3.1. Setting Up a Vagrant Development Environment

A common question for those wishing to hack on Eve W-Space is “How do I quickly set up a test server on $OPERATING_SYSTEM?”

Eve W-Space provides a Vagrantfile and associated puppet manifests to quiclkly create standardized testing environments based on Ubuntu 12.04 LTS while still allowing you to work with your favorite coding tools.

3.1.1. Installing Vagrant and VirtualBox on Windows

First, you will need to have Oracle VirtualBox installed since Vagrant uses it to run VMs.

To install VirtualBox, download the installer form https://www.virtualbox.org/wiki/Downloads and install it.

Vagrant may be downloaded from http://downloads.vagrantup.com/ as an MSI installer package. Once installed, you may be asked to reboot.

3.1.2. Installing Vagrant and VirtualBox on GNU / Linux

This will vary based on your distribution. Many already have VirtualBox and Vagrant packaged in their package manager of choice, so check there first.

Vagrant can be downloaded as a Debian or RPM package from http://downloads.vagrantup.com/ or installed via Ruby Gems using :command: $ gem install vagrant.

VirtualBox is also packaged with many distributions, or can be downloaded in many binary formats at https://www.virtualbox.org/wiki/Linux_Downloads. You should also use dkms if offered to easily upgrade the VirtualBox kernel modules when you upgrade your kernel.

3.1.3. Creating an Eve W-Space Vagrant VM

Like any Vagrant-enabled applicaiton, the steps to run a test environment begin with (*nix shown, but the same commands should work in Windows):

$ cd /path/to/code

$ vagrant up

At this point, Vagrant will download the base VM from the internet and start it up. Then it will automatically provision the Eve W-Space database and requirements via Puppet.
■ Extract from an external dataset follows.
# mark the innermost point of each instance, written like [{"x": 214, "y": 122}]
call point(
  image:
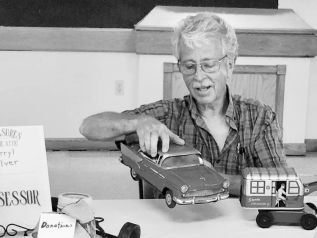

It will not install a web server like Nginx or Apache since it is presumed you will use Django’s test server for development.

Once provisioning is complete, you will need to access the VM via SSH by connecting to localhost on port 2222 (which is forwarded to the VM’s port 22).

On *nix Vagrant provides a shortcut:

$ vagrant ssh

On Windows, you will need to use the SSH client of your choice, such as PuTTY (http://www.chiark.greenend.org.uk/~sgtatham/putty/download.html).

How you connect will depend on your client, but the information is:

  • Host: localhost (or 127.0.0.1)
  • User: vagrant
  • Password: vagrant

Once you have connected ot the VM, you can administer it as you would any other server running Ubuntu 12.04 LTS. Your working directory will be mounted on the VM as /vagrant To simply start the test server, run:

$ cd /vagrant/evewspace

$ ./manage.py runserver 0.0.0.0:8000

Now you should be able to connect to your test server in a web browser on your host at http://localhost:8080 .

You may also want to run Celery to handle background tasks. Open a second ssh shell and run:

$ /vagrant/evewspace/manage.py celery worker -B –loglevel=info

Debugging output from background tasks will appear in this shell.

3.1.4. Developing with the Vagrant Test Environment

Since any changes to your working directory appear in the vagrant VM, simply use your favorite editor or IDE as you normally would. You may need to restart the Django test server if you cause a crash.

Please remember to only commit Unix style line endings or configure your git client to automatically convert on push.